TLii|Aceh|Aceh Utara — Rumah milik Jamaluddin, seorang jurnalis media online yang terletak di Dusun Matang Peut Sagoe, Desa Matang Seuke Pulot, Kecamatan Tanah Jambo Aye, Kabupaten Aceh Utara mengalami kerusakan setelah bencana banjir bandang melanda kawasan tersebut pada 26 November 2025, dini hari lalu.

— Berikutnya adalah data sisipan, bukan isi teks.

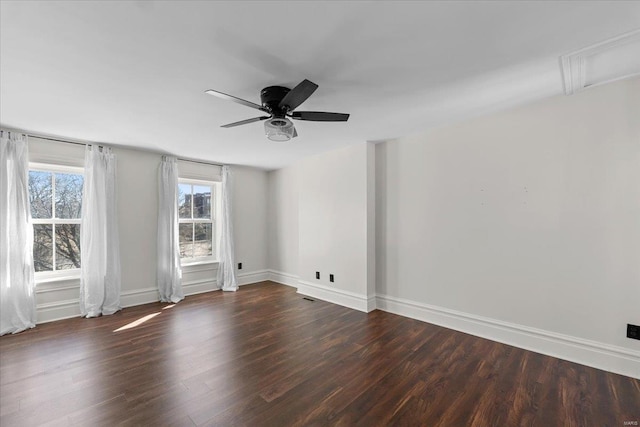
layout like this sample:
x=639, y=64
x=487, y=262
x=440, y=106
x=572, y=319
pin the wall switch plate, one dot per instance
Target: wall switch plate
x=633, y=332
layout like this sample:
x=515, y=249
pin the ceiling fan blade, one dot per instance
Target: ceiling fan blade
x=234, y=99
x=298, y=95
x=319, y=116
x=244, y=122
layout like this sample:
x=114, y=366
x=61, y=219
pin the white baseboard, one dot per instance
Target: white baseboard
x=283, y=278
x=195, y=287
x=335, y=296
x=252, y=277
x=139, y=297
x=591, y=353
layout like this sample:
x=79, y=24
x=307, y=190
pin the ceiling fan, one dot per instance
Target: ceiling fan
x=279, y=102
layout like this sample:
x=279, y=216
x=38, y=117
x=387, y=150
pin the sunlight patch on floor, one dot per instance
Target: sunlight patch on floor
x=138, y=322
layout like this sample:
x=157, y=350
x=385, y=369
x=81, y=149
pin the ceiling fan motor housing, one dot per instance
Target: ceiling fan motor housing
x=271, y=97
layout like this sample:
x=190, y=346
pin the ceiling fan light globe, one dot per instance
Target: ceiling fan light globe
x=279, y=129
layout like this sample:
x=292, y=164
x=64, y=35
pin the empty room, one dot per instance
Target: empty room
x=319, y=213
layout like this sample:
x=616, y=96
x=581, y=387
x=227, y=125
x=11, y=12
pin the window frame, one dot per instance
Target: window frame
x=47, y=276
x=213, y=220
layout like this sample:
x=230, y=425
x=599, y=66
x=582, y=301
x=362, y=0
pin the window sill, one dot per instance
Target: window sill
x=57, y=278
x=198, y=262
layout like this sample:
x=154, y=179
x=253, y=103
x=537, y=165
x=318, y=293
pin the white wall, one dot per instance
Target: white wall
x=250, y=192
x=283, y=224
x=137, y=198
x=528, y=218
x=334, y=230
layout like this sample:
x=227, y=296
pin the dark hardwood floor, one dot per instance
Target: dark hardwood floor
x=264, y=356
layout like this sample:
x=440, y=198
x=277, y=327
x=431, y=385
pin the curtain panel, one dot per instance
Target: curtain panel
x=17, y=284
x=99, y=241
x=169, y=272
x=226, y=268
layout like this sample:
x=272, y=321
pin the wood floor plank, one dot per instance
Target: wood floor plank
x=266, y=356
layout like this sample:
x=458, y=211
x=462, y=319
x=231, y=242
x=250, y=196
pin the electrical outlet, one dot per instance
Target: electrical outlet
x=633, y=332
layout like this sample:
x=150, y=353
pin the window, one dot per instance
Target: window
x=196, y=223
x=55, y=194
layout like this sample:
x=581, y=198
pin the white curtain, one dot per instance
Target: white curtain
x=226, y=271
x=99, y=243
x=17, y=286
x=169, y=273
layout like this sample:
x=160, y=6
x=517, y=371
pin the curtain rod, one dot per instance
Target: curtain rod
x=198, y=161
x=80, y=143
x=58, y=140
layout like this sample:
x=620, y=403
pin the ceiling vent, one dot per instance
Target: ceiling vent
x=614, y=59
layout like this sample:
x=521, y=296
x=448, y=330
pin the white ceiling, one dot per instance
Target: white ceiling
x=134, y=72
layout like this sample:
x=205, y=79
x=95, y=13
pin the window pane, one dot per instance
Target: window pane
x=68, y=195
x=40, y=194
x=186, y=240
x=201, y=201
x=42, y=247
x=202, y=240
x=67, y=246
x=184, y=200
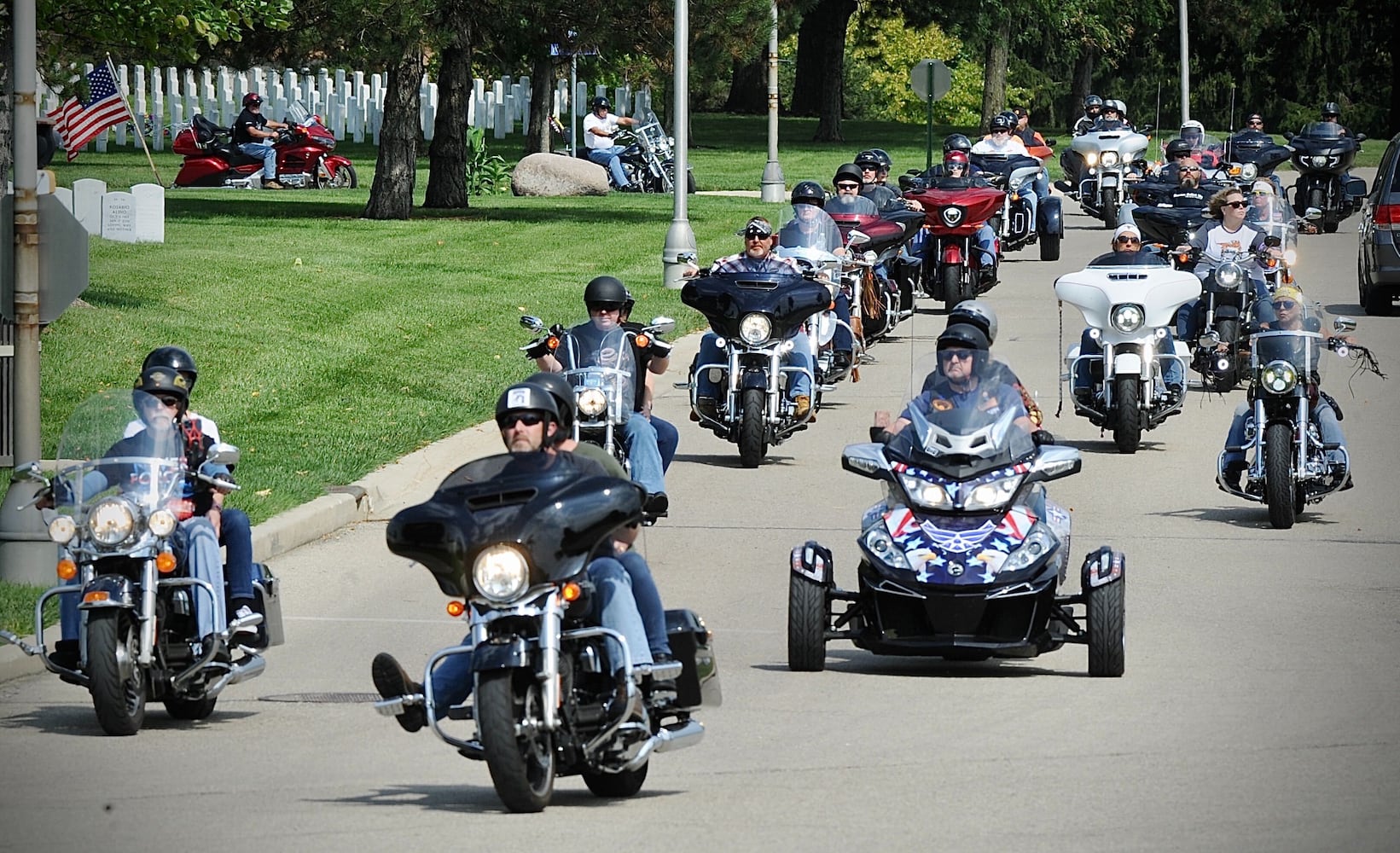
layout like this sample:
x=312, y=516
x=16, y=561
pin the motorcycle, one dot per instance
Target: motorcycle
x=305, y=156
x=963, y=559
x=1015, y=226
x=1112, y=161
x=954, y=211
x=753, y=314
x=113, y=521
x=1127, y=310
x=1322, y=156
x=1288, y=461
x=554, y=693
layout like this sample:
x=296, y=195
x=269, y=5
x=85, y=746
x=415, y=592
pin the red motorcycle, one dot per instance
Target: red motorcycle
x=304, y=156
x=952, y=215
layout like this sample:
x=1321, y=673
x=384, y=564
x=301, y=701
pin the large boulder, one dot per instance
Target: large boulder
x=557, y=176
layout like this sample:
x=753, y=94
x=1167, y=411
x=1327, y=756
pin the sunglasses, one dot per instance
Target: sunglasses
x=510, y=419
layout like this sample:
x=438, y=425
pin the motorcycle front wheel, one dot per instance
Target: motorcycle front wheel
x=115, y=681
x=1279, y=475
x=522, y=767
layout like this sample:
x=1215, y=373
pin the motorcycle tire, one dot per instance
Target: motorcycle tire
x=190, y=709
x=1279, y=475
x=1107, y=617
x=753, y=438
x=118, y=698
x=1127, y=423
x=616, y=785
x=807, y=625
x=522, y=768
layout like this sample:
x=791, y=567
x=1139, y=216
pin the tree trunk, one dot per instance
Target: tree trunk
x=541, y=102
x=391, y=196
x=447, y=154
x=994, y=89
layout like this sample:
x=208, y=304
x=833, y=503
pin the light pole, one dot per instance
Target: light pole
x=772, y=185
x=681, y=240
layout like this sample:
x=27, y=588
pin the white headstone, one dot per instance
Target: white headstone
x=118, y=218
x=87, y=203
x=148, y=216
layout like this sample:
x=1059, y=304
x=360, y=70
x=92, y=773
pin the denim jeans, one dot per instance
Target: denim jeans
x=613, y=606
x=608, y=157
x=268, y=153
x=799, y=356
x=644, y=454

Sebagai mana diketahui, ketinggian air akibat banjir bandang di daerah itu mencapai 3,4 meter. Sebagian rumah warga yang berkonstruksi kayu hilang total dan sebagiannya lagi mengalami kerusakan sedang dan ringan. Banjir di desa itu juga menelan satu korban jiwa.

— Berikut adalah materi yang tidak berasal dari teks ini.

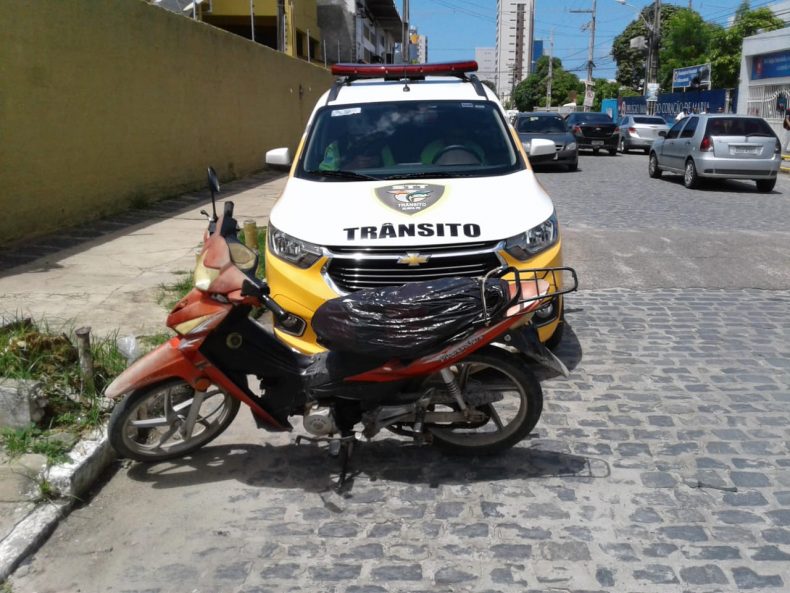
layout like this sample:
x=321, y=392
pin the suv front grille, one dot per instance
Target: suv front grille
x=355, y=268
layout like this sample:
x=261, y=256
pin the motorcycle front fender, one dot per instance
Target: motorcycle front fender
x=525, y=340
x=165, y=362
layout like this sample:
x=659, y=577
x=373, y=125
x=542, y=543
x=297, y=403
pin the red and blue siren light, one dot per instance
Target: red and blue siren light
x=404, y=70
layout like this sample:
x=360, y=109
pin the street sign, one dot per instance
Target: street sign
x=589, y=97
x=683, y=78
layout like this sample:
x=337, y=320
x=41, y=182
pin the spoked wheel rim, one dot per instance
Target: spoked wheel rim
x=689, y=176
x=158, y=425
x=505, y=417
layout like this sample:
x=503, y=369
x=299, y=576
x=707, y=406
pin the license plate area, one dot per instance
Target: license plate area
x=744, y=150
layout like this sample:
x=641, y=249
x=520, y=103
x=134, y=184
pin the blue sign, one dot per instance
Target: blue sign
x=774, y=65
x=683, y=77
x=670, y=104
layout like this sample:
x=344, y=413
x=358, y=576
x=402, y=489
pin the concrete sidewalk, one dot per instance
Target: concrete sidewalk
x=105, y=275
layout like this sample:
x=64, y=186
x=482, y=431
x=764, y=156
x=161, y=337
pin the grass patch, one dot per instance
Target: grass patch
x=32, y=439
x=28, y=352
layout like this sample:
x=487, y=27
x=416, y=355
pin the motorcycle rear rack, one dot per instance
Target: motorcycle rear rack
x=562, y=280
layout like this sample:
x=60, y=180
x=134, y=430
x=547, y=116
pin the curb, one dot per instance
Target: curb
x=88, y=459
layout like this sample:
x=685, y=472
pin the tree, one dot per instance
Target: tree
x=686, y=43
x=726, y=44
x=631, y=62
x=531, y=92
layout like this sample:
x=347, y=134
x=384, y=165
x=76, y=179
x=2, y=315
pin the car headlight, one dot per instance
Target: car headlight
x=295, y=251
x=525, y=245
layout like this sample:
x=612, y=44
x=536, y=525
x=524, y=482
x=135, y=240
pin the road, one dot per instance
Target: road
x=661, y=465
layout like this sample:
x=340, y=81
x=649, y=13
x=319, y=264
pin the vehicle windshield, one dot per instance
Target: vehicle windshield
x=738, y=126
x=408, y=139
x=594, y=118
x=541, y=124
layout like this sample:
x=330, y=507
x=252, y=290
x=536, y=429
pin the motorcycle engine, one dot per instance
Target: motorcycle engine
x=320, y=421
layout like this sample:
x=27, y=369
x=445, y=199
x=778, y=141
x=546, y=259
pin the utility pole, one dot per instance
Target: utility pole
x=404, y=49
x=590, y=53
x=551, y=69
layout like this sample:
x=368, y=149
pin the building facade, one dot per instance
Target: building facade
x=765, y=77
x=419, y=47
x=514, y=40
x=486, y=63
x=363, y=31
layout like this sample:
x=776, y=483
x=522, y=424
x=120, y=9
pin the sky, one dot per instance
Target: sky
x=455, y=27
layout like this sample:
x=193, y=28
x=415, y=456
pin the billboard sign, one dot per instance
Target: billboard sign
x=682, y=78
x=670, y=104
x=776, y=65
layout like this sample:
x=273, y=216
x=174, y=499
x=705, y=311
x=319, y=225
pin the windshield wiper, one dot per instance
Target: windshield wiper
x=344, y=175
x=436, y=174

Warga desa itu terpaksa mengungsi ke beberapa rumah tetangga yang lebih tinggi. Ada juga yang mengungsi ke surau, dan sebagiannya bertahan di atap rumah. Selama 3 hari tanpa makanan dan minuman secara maksimal. Kondisi diperparah dengan hilangnya jaringan seluler disertai listrik padam hingga sebulan penuh.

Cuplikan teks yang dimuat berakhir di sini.